When we publish content, we want it to stick.
It’s something we think about in our editorial meeting on a weekly basis: stories that connect with our readers and mean something more than the fast, 24-hour news cycle. It’s also something we talk about in product meetings, when we’re thinking about how paid campaigns can benefit from good storytelling.
We are often asked to focus on the immediate campaign metrics, like pageviews, social engagement, time on site and other common factors, but a story we don’t often get to tell is the long-tail impact of a strong story, and what that means for a paying client.
We recently took a look back at our Tomorrow Toolkit ebook, which we published in partnership with Comcast NBCUniversal’s Lift Labs, the company’s new accelerator program focused on the next generation of media, entertainment, and connectivity companies.
We took stories and video content collected from over 1,000 founders and their supporters at stops in Philadelphia, Denver, Miami, Chicago, Detroit and Atlanta. If you’re an entrepreneur, there’s a ton of great lessons there. And when we look at the campaign metrics overall, we’re floored.
In a roughly two year period, more than 17,000 people have visited the ebook chapters, and they’ve spent an average of more than a minute-and-a-half with each article. When you add it up, it’s more than 500 hours spent with the content.
What’s special is that its able to achieve these numbers while still retaining an extremely relevant and niche audience: people in local communities seeking information about the entrepreneurial journey. That’s a great opportunity for a service provider, like Comcast, who is trying to meet people where they are.
And to date, with zero additional promotion, the content still received between 200-500 unique visitors per month.

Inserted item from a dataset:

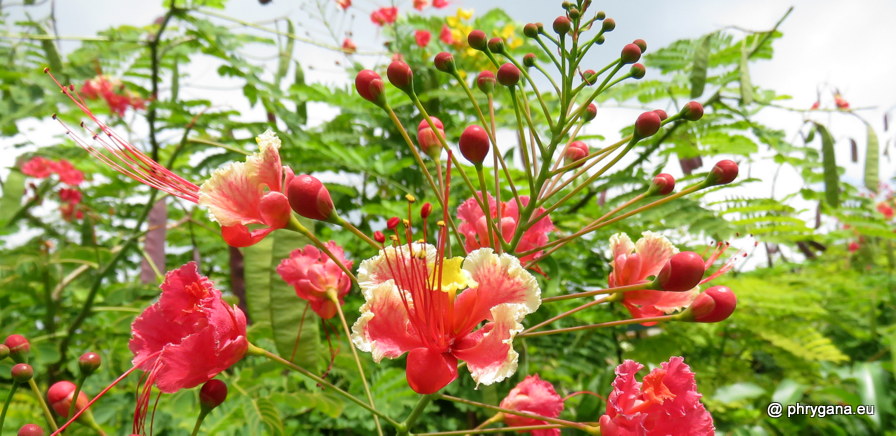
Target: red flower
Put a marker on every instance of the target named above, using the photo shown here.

A lot of why we’re able to create that kind of long-tail engagement is because it is evergreen content, stuff that sees a lot of search value and has no limit on shareability and repurposing.
For instance, we produced an update on the ebook a year after it was published and followed that with a big marketing push: a mix of promo on Technical.ly via in-house advertisements, editorial bumps and newsletter pushes, alongside some paid advertising. And we really liked how Comcast was able to promote the ebook in a second campaign activation via their own marketing channels, by thinking of a creative way to reintroduce the content.
This mix of organic and paid promotion led to more than 3.4 million impressions, 5,200 video views, more than 6,500 website clicks and nearly 1,000 engagements across Facebook, Twitter, and Linkedin.
There’s no limit to how to activate this kind of great content. We see it as a living campaign, one that can continue to grow and have impact, long after the ebook was completed.